We believe that this is an attack on Microsoft’s Azure, but the adoption will be different: In both cases, the combined vmforce and the Azure offering, developers will continue to work in their favorite IDE. Microsoft’s Visual Studio offers seamless access to all .NET infrastructure assets, including, for example, the Windows workflow foundation. The deployment step simply shows two options: a traditional .NET infrastructure on-premise and the Azure services in the cloud. But, until now, Azure has offered only a subset of the full .NET functionality; it’s missing the workflow foundation, for example. The vmforce approach will offer in a similar way the well-known development of plain and Spring-based Java applications in Eclipse. The hosting on Force.com will simply appear as one deployment option in addition to local hosting. But, unlike the Microsoft approach, the deployment on Force.com will offer richer functionality through the availability of all the high-level platform components of the current Force.com infrastructure. Therefore, the adoption cycle will be totally different: .NET developers use Azure in most cases for brand-new development and restrict themselves simply to the functionality currently available at Azure. But, Java developers considering vmforce will be able to approach the cloud with a direct migration of their current Java code into this new PaaS offering. Once shifted over, they can gradually add the additionally available database, BPM, BI, and collaboration features via the promised native Java APIs. With this, the vmforce platform will be one of the very few PaaS environments to combine a straightforward migration of existing legacy (Java) code with new, disruptive cloud components.
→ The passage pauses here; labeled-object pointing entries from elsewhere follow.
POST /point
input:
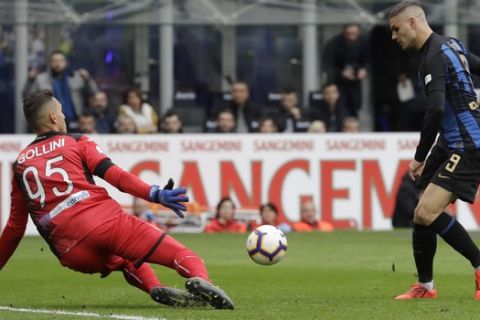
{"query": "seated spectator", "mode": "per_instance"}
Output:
(331, 109)
(72, 88)
(226, 122)
(225, 219)
(171, 122)
(268, 124)
(269, 215)
(308, 220)
(125, 124)
(291, 117)
(246, 114)
(351, 124)
(104, 115)
(86, 123)
(317, 126)
(142, 114)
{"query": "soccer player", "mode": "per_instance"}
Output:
(452, 169)
(86, 229)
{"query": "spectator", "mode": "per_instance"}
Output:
(291, 117)
(317, 126)
(346, 57)
(125, 124)
(331, 109)
(72, 89)
(226, 122)
(351, 124)
(143, 114)
(86, 123)
(171, 122)
(103, 113)
(269, 215)
(268, 124)
(225, 219)
(245, 113)
(308, 220)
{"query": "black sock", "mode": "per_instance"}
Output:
(457, 237)
(424, 243)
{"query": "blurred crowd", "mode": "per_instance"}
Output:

Which market segments will this affect? Forrester predicted the development of the long-term PaaS market last year. In our opinion, both application developers doing custom development or extensions of corporate applications and ISVs of packaged cloud apps will benefit from the new offering. But the new adoption pattern will become a challenge for salesforce.com’s go-to-market strategy and ecosystem. Being successful and attractive for totally new application development is a different business from attracting large-scale migration projects, where I see a significant competitive advantage for the new, merged platform.